Events Calendar

Saturday, November 15 2025

November 15, 2025 - 2:00pm - 5:00pm

Free to the public
2-5 pm (Gallery Talk Begins at 3 pm)

Join artist Faythe Levine for a gallery talk introducing her exhibition, Time Is Running Out, followed by a conversation with artist and curator Seth Ter Haar. For the past several years, Levine and Ter Haar have been pursuing their own lines of research on Charlotte Partridge and Miriam Frink, partners, educators, and co-founders of the Layton School of Art. As artists and curators, Levine and Ter Haar approach the act of remembering as a form of queer world-building; they also extend their historical research beyond the page and into the gallery and the studio. Their conversation will move between the exhibition, shared research subjects, methodology, and the broader implications of their work. Together, they will explore how curatorial practice, archival research, and community work coalesce to unearth and re-present overlooked histories.

About Faythe Levine
Faythe Levine has been in service to the arts for over twenty years, advocating for creative output to build connections between community, personal independence, and empowerment. She is currently the Hauser & Wirth Institute Archivist for Women's Studio Workshop in Rosendale, NY, where she manages, oversees, and increases public visibility of the archives and special collections. Her position focuses on WSW’s work as an important hub for radical thought for the past 50 years, modeling economic viability for print and book culture.

Levine has worked extensively as a freelance artist and curator in traditional and DIY spaces. From 2017 to 2021, she served as director of the Arts/Industry program at the John Michael Kohler Arts Center, where she was responsible for developing and administering the residency hosted by Kohler Co., as well as curating related exhibitions and projects. She is also currently the facilitator for a three-year pilot for the Ruth Arts Mary L. Nohl Alumni Award.

Her personal practice revolves around deep research, storytelling, and reimagining archives and collections through a queer feminist lens. Prior work includes Sign Painters (2013) and Handmade Nation: The Rise of DIY Art, Craft, and Design (2009), feature-length documentaries that toured extensively. Each was accompanied by a book published by Princeton Architectural Press.

Her most recent book, As Ever, Miriam (2024), explores the fifty-year intertwined professional and personal lives of Charlotte Partridge and Miriam Frink. It will be available for purchase at Lynden during the exhibition.
www.faythelevine.com

About Seth Ter Haar
Seth Ter Haar is a Milwaukee-based curator, artist, and Fellow with Docomomo US/Wisconsin, a nonprofit dedicated to celebrating, conserving, and advocating for mid-century modern architecture within the state. His work bridges scholarship, curation, and community practice to illuminate overlooked histories and bring them into dialogue with contemporary life.

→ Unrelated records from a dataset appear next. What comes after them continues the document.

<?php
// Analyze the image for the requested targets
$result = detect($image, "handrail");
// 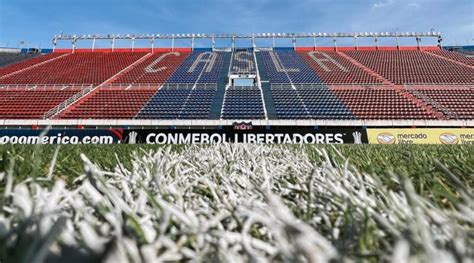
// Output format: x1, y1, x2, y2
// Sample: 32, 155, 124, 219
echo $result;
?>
43, 85, 93, 120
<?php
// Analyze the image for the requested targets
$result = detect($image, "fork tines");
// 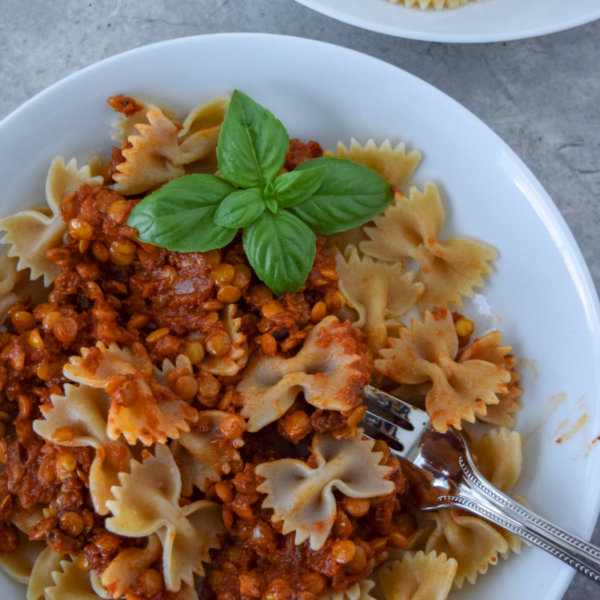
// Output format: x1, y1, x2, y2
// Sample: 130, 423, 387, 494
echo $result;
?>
361, 385, 429, 460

While studying at the Milwaukee Institute of Art & Design (MIAD), Seth became the first student to curate a major exhibition at the school with Predecessor: Works for the Layton School of Art, drawn from MIAD’s collections. That project laid the foundation for his continuing research with Docomomo Wisconsin on the Layton School, its Bauhaus-inspired campus, and its pioneering queer founders, Charlotte Partridge and Miriam Frink. Building on this work, Seth later developed Mothers of Milwaukee Modernism, a lecture and upcoming essay that received a Docomomo US 2025 Modernism in America Award. Both projects explore how Partridge and Frink brought Bauhaus ideas to Milwaukee and shaped Wisconsin’s art and architectural scene as we know it today.

Beyond his research on the Layton School of Art, Seth also leads contemporary LGBTQ+ community projects that connect history to lived experience. In 2025, he curated Lavender and Green Carnation at the Jazz Gallery Center for the Arts, an exhibition that explored queer symbols and cruising codes in the charged political climate of the Trump era. He also runs Frederick Avenue Gallery, lovingly nicknamed FAG, a DIY art space in Milwaukee dedicated to sparking joy, fostering dialogue, and providing a vital third space for the city’s LGBTQ+ community. Recent projects have included a community pageant supported by the Open Fund and presented in collaboration with Blue Dress Park’s Weather Permitting, continuing Seth’s commitment to blending scholarship, art, and public life in ways that affirm queer identity and build collective pride.